GM employee Robert Nelson told an NBC 5 reporter how he’d toiled there for over 30 years, working in the tow-end pit doing front-end alignments.
“I make sure your vehicle goes straight perfectly,” he said, sounding like a proud papa. “The future looks bright, and we’re building these vehicles with pure love, and they’re standing in line waiting to buy them.”
At least that’s what GM hopes, particularly over the long haul. Arlington GM Plant Executive Director John Urbanic said that the half-a-billion investment would go toward new tooling and equipment in its stamping, body shop, and general assembly areas, with machinery upgrades involving technology.
Gerald Johnson, GM Executive Vice President, Global Manufacturing and Sustainability, said in a statement that the investment also points to the efforts of workers like Nelson, whom he called “dedicated Arlington Assembly employees,” who have “broken production records this year.” (He’s referring to the more than 34,000 new vehicles that hit the streets in March, a new record for the number of cars ever produced in one month).

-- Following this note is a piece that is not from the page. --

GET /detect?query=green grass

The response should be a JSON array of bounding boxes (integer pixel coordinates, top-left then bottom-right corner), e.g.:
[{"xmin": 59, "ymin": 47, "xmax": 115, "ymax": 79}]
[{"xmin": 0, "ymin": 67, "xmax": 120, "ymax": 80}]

We should also put out amid all this happy talk that with any long-term relationship comes deep valleys that test character. In December of 1990, GM Chairman Robert Stempel dropped a bomb on Arlington Mayor Richard Greene of a possible Arlington facility closure.
During a tense three months when the plant’s future was uncertain, Greene was constantly asked by media types what kind of hole a GM departure would leave here.
“My answer was consistent,” Greene recalls. “I told them not to underestimate our resolve to ensure that would not happen.”
There are still some uncertainties. Efren Martin II has worked at GM for 24 years and told NBC 5 how the latest facility news is “very up and down, like, what’s going to happen?” he asked.
I guess he’s referring to the absence of a hard yes on Arlington sharing in the electric vehicle glory.
The Arlington plant only produces vehicles with internal combustion engines that require fuel.
GM, you might recall, was the first American carmaker to aim exclusively to manufacture electric vehicles in the targeted year of 2035.
So the news is a big up and teeny, tiny down.
Urbanic is promising to be “very transparent” about GM’s vision over the next couple of decades. Let’s hold him, and GM, to that.
Still, our eternally-upbeat mayor is hopeful.
“We have such tremendous momentum behind GM,” he told the Dallas Morning News. “We have a wonderful product with these SUVs, a city that cares about these folks, and a great company. GM is going to be around for a while in Arlington. This is going to take us well into the next couple of decades.”
Kenneth Perkins has been a contributing writer for Arlington Today for nearly a decade. He is a freelance writer, editor and photographer.